Воспоминания также основаны на противопоставлении: милого сердцу прошлого, встающего перед глазами в розовом свете, и— пугающего, непрочного настоящего. Беженцы вспоминают родину, взрослые вспоминают детство. Даже «злющая нежить»— банный черт из Олонецкой губернии— видится с парижской улицы Ришелье совсем не страшным и даже забавным.

Еще одна антитеза: жизнь— игра. Жизнь, где все ненастоящее,— и игра, которой (и в которой) живет ребенок. (А позже и взрослый, который придумывает для себя эту игру. Помните выражение Тэффи: «Надо уметь жить играя!»?) И— невыносимая боль, когда жестокая жизнь врывается в игру и прерывает ее.

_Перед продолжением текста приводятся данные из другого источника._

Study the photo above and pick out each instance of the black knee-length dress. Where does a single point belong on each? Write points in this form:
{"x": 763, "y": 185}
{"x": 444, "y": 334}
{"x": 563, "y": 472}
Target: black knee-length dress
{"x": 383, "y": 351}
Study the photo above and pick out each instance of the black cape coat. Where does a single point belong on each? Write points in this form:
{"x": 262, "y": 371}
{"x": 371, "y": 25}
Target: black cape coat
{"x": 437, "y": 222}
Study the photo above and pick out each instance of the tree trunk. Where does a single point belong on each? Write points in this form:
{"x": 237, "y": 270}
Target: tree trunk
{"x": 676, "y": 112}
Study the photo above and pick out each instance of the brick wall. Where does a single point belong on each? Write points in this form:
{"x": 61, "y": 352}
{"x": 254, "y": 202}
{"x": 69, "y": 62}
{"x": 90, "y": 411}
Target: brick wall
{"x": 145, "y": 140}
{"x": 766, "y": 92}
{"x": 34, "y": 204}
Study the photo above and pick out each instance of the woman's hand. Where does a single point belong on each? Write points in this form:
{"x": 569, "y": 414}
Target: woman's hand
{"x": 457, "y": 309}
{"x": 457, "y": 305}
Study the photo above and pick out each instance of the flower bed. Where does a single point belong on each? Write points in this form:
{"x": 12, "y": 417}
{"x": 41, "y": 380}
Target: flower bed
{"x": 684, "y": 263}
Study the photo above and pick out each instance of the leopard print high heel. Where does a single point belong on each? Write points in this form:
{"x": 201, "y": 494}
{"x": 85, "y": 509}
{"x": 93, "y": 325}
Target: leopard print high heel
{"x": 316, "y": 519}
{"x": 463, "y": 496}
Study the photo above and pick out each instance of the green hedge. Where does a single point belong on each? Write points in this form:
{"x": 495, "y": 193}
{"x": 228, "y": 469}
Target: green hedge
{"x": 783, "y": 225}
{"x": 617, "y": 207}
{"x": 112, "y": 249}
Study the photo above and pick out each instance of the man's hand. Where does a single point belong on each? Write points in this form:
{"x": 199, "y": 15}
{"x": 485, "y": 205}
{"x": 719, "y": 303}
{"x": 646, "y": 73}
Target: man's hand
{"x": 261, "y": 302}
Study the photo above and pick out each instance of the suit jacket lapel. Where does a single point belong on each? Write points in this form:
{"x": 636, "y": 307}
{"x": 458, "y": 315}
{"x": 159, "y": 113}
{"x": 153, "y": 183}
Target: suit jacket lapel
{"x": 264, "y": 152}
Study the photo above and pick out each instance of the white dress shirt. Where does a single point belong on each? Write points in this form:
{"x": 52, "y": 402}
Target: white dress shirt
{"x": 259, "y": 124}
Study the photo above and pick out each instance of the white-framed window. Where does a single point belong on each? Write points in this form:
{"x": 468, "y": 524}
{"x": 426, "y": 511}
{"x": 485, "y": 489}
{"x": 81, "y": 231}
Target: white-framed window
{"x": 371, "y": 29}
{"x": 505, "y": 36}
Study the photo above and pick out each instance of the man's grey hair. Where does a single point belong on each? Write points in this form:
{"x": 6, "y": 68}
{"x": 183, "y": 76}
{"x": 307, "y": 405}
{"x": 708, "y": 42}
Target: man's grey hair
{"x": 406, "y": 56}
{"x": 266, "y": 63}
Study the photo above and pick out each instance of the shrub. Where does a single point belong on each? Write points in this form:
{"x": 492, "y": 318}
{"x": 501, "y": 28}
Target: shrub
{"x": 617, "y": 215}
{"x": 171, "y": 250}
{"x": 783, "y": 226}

Настоящее— это игрушечный баран «с длинной кроткой мордой и человеческими глазами» («Неживой зверь»), это «драгоценная штучка»— курок от старого пистолета, который, если не положить его на ночь под подушку, «мучится один», а наутро становится «меньше и тоньше, чем всегда» («Троицын день»), это милые «домашние», похожие на зелень от ананаса, или на ставшую «дыбом» стеклянную линейку («Домашние»), это защитник всех угнетенных домовой из одноименного рассказа.

Баран, курок, домашняя нежить— это подлинное, всамделишное, от которого на душе тепло и спокойно. А вот жизнь... «Жизнь пошла какая-то ненастоящая». В ней шуршали «бабы с лисьими мордами», «огневица— печкина дочка, щелкала заслонкой, скалила красные зубы и жрала дрова» («Неживой зверь»). В жизни— «все было— не то что страшное, а не такое, как нужно. Белый столб, что на средней клумбе... подошел совсем близко к дому и чуть-чуть колыхался. Поперек дороги прыгал на лапках маленький камушек...» («Троицын день»).